Photocatalytic exhaust gas treatment equipment

Mainly using a specially designed high-energy high ozone UV beam to irradiate waste gas, cracking industrial waste gases such as ammonia, trimethylamine, hydrogen sulfide, methylthio, methyl sulfide, butyl acetate, ethyl acetate, dimethyl disulfide, carbon disulfide, styrene, sulfide H2S, VOC, benzene, toluene, xylene molecular chain structures are degraded and transformed into low molecular weight compounds such as CO2 and H2O under high-energy UV beam irradiation. Using high-energy and high ozone UV ultraviolet beams to decompose oxygen molecules and water molecules in the air to produce free oxygen (reactive oxygen species) and OH radicals. Due to the imbalance between free oxygen and the positive and negative electrons carried, it needs to combine with oxygen molecules to produce ozone. UV+O2-O+O * (reactive oxygen species)+O2-O3 (ozone), it is well known that ozone has a strong oxidizing effect on organic matter and has an effect on industrial waste gas and other irritating odors.

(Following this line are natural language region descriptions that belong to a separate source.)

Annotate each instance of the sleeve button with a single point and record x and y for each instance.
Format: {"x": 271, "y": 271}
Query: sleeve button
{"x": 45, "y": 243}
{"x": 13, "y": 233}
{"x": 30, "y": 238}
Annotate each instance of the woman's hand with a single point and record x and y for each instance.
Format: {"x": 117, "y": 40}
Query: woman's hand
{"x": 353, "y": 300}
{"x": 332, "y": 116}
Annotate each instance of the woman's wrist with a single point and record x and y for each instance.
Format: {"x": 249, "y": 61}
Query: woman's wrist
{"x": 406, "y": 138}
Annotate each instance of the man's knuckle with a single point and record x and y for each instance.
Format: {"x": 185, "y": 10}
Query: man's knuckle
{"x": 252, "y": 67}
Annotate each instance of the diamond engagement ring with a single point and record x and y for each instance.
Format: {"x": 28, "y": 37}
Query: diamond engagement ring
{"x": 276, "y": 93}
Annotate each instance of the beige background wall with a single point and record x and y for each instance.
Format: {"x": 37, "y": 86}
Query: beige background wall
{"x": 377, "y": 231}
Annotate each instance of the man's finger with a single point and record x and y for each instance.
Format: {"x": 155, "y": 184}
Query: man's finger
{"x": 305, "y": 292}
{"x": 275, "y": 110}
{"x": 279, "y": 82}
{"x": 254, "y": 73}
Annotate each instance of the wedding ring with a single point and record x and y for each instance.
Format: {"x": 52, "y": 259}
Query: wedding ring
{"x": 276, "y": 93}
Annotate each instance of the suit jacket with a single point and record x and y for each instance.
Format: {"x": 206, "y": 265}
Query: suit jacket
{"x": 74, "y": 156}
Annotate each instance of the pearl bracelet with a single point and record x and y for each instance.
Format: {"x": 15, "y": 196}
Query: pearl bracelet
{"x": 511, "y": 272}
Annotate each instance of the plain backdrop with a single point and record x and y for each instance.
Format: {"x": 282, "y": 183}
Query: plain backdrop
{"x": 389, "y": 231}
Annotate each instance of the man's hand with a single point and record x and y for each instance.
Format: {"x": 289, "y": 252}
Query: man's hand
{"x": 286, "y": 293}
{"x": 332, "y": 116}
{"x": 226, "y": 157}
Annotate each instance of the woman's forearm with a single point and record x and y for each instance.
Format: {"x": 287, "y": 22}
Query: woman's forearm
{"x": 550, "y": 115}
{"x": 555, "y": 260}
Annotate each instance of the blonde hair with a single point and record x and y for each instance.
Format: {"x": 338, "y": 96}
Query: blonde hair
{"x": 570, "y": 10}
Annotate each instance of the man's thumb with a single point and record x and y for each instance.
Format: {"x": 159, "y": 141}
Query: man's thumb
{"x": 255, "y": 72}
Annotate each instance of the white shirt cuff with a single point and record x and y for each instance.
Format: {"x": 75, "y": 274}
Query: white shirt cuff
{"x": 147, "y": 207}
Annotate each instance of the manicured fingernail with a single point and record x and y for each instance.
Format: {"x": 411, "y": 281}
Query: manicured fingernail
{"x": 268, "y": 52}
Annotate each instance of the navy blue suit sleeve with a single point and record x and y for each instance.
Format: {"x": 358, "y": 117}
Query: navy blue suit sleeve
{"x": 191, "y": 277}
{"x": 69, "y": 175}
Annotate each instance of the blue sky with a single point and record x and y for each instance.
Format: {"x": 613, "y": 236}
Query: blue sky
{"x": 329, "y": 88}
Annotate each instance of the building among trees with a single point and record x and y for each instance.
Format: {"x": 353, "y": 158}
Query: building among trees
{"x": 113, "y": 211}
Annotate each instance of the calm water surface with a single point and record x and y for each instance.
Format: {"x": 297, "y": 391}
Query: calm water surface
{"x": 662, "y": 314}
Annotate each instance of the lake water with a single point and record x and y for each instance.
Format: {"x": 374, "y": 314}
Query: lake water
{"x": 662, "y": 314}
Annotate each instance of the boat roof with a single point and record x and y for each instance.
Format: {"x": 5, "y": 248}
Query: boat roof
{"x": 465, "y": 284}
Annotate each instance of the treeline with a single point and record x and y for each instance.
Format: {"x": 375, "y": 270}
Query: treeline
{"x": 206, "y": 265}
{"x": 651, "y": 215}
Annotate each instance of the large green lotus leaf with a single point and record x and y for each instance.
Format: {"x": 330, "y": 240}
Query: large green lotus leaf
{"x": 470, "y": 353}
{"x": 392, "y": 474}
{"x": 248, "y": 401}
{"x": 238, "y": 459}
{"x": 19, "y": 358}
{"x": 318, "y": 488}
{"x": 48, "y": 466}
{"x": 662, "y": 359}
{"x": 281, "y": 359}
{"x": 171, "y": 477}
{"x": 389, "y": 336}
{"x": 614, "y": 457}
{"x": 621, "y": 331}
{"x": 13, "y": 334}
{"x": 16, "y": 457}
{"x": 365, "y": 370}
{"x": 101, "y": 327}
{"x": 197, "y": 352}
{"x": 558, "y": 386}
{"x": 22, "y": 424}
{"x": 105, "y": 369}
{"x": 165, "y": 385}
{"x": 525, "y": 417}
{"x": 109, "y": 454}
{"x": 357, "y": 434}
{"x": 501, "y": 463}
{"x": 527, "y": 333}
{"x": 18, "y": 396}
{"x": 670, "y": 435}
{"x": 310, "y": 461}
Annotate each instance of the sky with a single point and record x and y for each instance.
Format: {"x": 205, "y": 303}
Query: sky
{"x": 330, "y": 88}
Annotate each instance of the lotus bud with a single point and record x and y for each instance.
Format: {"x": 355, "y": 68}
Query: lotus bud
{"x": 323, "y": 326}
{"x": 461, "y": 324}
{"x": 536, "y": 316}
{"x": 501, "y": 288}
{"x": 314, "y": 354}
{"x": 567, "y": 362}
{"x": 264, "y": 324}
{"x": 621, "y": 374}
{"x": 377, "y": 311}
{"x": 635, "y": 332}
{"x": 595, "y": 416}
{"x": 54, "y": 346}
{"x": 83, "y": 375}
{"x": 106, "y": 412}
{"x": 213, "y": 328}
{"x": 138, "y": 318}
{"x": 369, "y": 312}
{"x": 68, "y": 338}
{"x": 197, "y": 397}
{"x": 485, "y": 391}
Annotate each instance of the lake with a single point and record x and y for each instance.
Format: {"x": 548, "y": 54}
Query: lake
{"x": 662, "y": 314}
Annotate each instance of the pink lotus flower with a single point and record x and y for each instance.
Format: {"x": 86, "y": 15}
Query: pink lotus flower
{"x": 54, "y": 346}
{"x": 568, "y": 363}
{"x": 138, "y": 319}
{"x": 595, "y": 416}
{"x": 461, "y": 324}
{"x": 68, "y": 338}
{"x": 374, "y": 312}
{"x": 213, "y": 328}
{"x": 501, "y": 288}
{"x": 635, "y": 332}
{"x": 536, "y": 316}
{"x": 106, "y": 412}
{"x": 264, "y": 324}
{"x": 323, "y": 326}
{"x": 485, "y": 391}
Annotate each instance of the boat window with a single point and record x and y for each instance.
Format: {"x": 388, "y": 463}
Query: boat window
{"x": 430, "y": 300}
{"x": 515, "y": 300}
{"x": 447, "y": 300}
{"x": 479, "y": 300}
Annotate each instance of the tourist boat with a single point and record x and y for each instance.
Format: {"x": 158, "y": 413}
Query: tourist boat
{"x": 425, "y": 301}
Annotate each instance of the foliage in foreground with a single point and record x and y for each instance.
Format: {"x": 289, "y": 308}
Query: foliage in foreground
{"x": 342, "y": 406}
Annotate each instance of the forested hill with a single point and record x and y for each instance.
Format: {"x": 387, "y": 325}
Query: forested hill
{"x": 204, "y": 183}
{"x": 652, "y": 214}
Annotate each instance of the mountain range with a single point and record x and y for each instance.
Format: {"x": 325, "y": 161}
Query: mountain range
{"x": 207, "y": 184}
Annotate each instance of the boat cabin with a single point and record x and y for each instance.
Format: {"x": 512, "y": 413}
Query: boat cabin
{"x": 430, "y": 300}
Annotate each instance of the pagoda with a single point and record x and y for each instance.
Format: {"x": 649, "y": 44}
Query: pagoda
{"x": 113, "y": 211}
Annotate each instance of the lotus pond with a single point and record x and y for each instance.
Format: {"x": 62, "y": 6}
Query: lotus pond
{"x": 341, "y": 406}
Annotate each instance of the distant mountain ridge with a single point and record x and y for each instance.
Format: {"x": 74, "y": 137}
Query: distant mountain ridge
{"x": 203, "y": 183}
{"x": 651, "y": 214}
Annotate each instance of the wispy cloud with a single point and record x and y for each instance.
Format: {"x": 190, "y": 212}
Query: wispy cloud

In addition, by adding special catalysts: more than 27 corresponding inert catalysts are configured according to different exhaust gas components. The catalyst uses honeycomb shaped metal mesh as a carrier, which is in contact with a light source. The inert catalyst undergoes catalytic reaction below 338 nanometer light source, amplifying the light source effect by 10-30 times, allowing it to fully react with the exhaust gas, shortening the contact time between the exhaust gas and the light source, and thus improving the exhaust gas purification efficiency. Catalysts also have a purification effect on exhaust gases similar to plant photosynthesis. By irradiating with specific wavelengths of light, nano photocatalysts are activated to generate electron hole pairs, which interact with surrounding H2O molecules and O2 molecules to generate hydroxyl radicals OH. Through the hydroxyl free base layer, various harmful components in the air are locked in, and the structure of harmful molecules is decomposed to inhibit bacterial growth and virus activity, thereby achieving the goals of sterilization, air purification, deodorization, and pollution elimination. After the industrial waste gas is input into this purification equipment through exhaust equipment, the purification equipment uses high-energy UV ultraviolet beams and ozone to synergistically decompose and oxidize the industrial waste gas, degrading and converting it into low molecular weight compounds, water, and carbon dioxide, which are then discharged outdoors through pipelines. By using high-energy UV beams to break down the molecular bonds of bacteria in industrial waste gas, the bacterial nucleic acid (DNA) is destroyed, and then oxidized by ozone to achieve the purpose of purification and killing bacteria. From the perspective of air purification efficiency, we have chosen a high corona current device that combines C-band ultraviolet radiation and ozone. We use the principle of pulse corona adsorption technology to eliminate harmful gases. C-band ultraviolet radiation is mainly used to remove organic gases such as hydrogen sulfide, ammonia, benzene, toluene, dimethylbenzene, formaldehyde, ethyl acetate, ethane, acetone, urea, resin, etc., transforming organic matter into inorganic matter.

The UV photolysis purification device consists of equipment and components such as a primary filtration unit, C-band ultraviolet device, catalytic device, degradation collection, ozone generator, and filtration unit.

Application scope of photocatalytic treatment technology

1. The exhaust gases that can be treated by photocatalytic treatment technology mainly include: VOC、 Categories such as hydrogen sulfide, ammonia nitrogen, thiol, sulfide, benzene, nitro, hydrocarbons, and aldehydes;

2. It is mainly used for odor and foul odor treatment in various fields such as ink printing, paper industry, pharmaceutical industry, food industry, tire and rubber production plants, automobile production plants, paint spraying plants, sewage treatment plants, garbage treatment plants, leather factories, printing and dyeing plants, spice production industry, feed and breeding farms, pesticide production, and tobacco industry.